Elsewhere, as many abstract as figurative works hang, old next to new, with collaborations (numerously present here) beside works by individual, international artists (from Norway to Nigeria). How open-mindedly and dedicatedly this revision is carried through is obvious in terms of how aesthetics formerly discredited by the art scene slip into view: for example, allegedly folkloristic dilettantish paintings or the art of Socialist Realism – long treated with suspicion due to its being ‘unfree’, subject to censorship by communist states.
Szymczyk’s curatorial strategy of searching for the political in art is concretely imagined in his selection of painting. At the four-storey EMST (National Museum of Contemporary Art), for example – works from whose collection will, reciprocally, be exhibited in Kassel – a selection of realistic paintings from Albania is on view. Among them is The Action Worker (1966) by Albanian artist Hasan Nallbani. This ostensibly feminist portrait on canvas shows a young female farmworker looking resolutely out of the picture plane. These figurative, party-centric political images are contrasted – apparently to show a whole range of artistic possibilities – with abstract paintings hanging one floor higher in the museum; such as, for example, the ongoing series Sámi Flag Project (1977–) by Synnøve Persen of the Norwegian Sámi Artist Group. Here, a Colour Field aesthetic not only plays with Barnett Newman’s painting Who’s afraid of Red, Yellow and Blue I (1966), but also frames, in a symbolic way, the task of an indigenous population forming a country out of its home.

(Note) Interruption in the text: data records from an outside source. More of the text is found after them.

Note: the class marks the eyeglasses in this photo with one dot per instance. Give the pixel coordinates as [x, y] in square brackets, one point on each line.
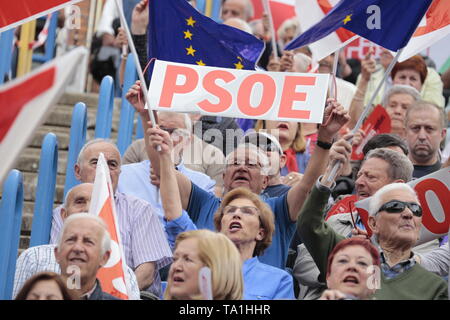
[397, 206]
[250, 165]
[169, 130]
[247, 210]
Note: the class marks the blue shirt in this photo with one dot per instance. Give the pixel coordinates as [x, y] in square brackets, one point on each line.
[203, 205]
[134, 180]
[264, 282]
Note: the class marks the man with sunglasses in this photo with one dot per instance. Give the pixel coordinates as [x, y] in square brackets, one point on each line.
[395, 218]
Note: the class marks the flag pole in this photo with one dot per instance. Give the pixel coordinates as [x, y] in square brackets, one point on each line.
[272, 29]
[136, 61]
[366, 110]
[334, 72]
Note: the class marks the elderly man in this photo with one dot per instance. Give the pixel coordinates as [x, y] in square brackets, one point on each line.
[247, 167]
[144, 243]
[242, 9]
[191, 154]
[42, 258]
[425, 129]
[395, 217]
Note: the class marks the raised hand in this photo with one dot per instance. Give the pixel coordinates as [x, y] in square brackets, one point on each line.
[335, 117]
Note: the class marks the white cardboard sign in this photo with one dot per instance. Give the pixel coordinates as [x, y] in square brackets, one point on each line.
[235, 93]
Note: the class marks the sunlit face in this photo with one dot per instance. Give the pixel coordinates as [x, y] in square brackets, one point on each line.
[242, 226]
[373, 175]
[85, 172]
[183, 273]
[397, 229]
[45, 290]
[397, 106]
[243, 169]
[81, 247]
[234, 9]
[424, 134]
[289, 34]
[78, 200]
[284, 131]
[408, 77]
[349, 272]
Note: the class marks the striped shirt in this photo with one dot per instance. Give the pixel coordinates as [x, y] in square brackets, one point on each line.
[42, 258]
[142, 234]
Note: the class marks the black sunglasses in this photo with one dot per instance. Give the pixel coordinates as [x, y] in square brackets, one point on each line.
[397, 206]
[169, 130]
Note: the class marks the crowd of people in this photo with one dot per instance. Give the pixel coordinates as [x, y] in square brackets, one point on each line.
[253, 207]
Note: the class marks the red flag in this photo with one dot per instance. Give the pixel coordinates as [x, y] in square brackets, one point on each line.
[112, 275]
[310, 12]
[434, 26]
[281, 10]
[27, 101]
[17, 12]
[378, 122]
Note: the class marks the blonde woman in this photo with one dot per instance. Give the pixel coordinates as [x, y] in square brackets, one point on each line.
[203, 248]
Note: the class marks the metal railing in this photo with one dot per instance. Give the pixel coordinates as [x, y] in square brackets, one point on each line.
[78, 129]
[6, 49]
[105, 108]
[45, 191]
[126, 122]
[10, 222]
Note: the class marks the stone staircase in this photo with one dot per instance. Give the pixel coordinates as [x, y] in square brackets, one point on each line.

Also of an abstract nature are paintings, on view next to a church on an Athenian hill, by Swiss artist Vivian Suter, who currently lives in a Guatemalan jungle (as can be seen in Rosalind Nashashibi’s video portrait of her, Vivian’s Garden, 2017, on view elsewhere). The images in her series Nisyros (2016), placed, in Athens, outside and exposed to natural elements, are painted with microorganisms, oil, earth and botanical and volcanic materials rather than conventional pigments. Up for discussion is the relationship between art, nature and environment, an inbuilt reference to global climate change. In contrast, Tshibumba Kanda-Matulu, who disappeared in 1981, paints figuratively: his large series on view in the Benaki Museum, 101 Works (1973–4), deals, in a naive style (if you will), with the brutal history of his homeland, Zaire (now the Democratic Republic of the Congo).
Next up, we can look forward to seeing how Szymczyk continues his Documenta in Kassel: whether it repeats the statements made in Athens or perhaps questions them self-critically, and how the German city’s markedly different economic and political situation will change the exhibition.